My question is, then, to what degree of accuracy can the excitation laser's position be fine-tuned using modern optics?  Obviously the intensity, wavelength, and type of laser will have some effect on the answer, but I'm interested in a ballpark figure anyway.  The obvious follow-up question is how, experimentally, does one tune the laser to that level of accuracy?  Would relativistic effects start to be an issue at some point?  And is the velocity distribution (or, for that matter, the measurement of the velocity) actually going to end up being the limiting factor on time resolution in the end?
Thanks in advance for your answers.
 A: The resolution would ultimately depend on the size of the laser beam where it crosses the molecular beam. The smallest size you'll be able to obtain with the beam is on the order of the optical wavelength (there are some numerical factors that depend on the exact geometry, but if you're just looking for a ballpark figure, that will give you a lower bound). 
The accuracy you can get with the physical position pretty much depends on how much money you're willing to spend. Small fractions of a millimeter are pretty trivial, and can be done with fairly ordinary optical mounts-- people doing cold-atom experiments routinely manage to hit micron-scale clouds of atoms with micron-sized laser beams just using optical mounts from ThorLabs. (It takes some patience, but it's not a major technical challenge.)
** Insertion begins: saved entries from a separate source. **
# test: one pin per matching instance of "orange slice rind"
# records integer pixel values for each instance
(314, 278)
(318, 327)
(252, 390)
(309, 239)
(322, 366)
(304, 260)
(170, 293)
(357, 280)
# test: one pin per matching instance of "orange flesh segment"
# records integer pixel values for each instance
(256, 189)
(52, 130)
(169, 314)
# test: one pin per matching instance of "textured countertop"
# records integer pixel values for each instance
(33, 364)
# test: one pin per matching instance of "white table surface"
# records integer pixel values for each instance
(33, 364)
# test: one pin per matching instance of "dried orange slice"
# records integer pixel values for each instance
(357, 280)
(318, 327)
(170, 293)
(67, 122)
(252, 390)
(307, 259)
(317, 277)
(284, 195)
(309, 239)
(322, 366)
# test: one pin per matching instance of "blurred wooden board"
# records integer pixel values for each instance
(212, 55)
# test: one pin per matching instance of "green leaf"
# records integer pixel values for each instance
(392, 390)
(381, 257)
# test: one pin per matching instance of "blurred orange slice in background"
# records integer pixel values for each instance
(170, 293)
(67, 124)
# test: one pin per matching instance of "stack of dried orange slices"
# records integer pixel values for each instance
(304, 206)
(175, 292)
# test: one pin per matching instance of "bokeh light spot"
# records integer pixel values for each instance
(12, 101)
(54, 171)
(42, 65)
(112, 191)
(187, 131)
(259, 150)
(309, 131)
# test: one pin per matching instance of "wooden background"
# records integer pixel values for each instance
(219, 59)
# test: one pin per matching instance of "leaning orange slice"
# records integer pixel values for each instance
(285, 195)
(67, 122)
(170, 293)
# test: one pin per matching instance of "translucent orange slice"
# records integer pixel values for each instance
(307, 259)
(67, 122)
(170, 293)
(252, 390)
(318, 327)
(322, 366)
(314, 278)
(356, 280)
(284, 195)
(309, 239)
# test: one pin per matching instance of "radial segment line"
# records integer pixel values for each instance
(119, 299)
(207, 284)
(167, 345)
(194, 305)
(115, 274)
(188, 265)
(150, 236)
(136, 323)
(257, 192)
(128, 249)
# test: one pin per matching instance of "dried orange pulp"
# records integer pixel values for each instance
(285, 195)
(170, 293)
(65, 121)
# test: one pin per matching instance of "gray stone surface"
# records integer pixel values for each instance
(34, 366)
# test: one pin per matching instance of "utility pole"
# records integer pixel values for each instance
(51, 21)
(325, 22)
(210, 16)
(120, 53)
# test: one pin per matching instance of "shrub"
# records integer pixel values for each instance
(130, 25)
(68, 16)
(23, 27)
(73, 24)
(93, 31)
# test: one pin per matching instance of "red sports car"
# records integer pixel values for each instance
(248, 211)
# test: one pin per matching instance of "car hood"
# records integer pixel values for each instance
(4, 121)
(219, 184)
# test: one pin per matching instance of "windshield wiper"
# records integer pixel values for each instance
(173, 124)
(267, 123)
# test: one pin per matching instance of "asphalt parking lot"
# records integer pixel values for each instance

If you're operating in the infinite money limit, you can get commercial position systems that will give you nanometer-ish accuracy over a fairly wide range of positions-- I think I've seen claims of being able to position some object within 100nm over a span measured in meters. That'll cost you big money, though, and is probably complete overkill.
In any case, I suspect that the velocity spread and beam size will be the ultimate limiting factors. If your laser beam is 600 nm wide and the speed is 300 m/s, that corresponds to an uncertainty of a couple of nanoseconds, which is a distance uncertainty of a few hundred nm. Positioning accuracy much better than a micron isn't going to make much difference in that case.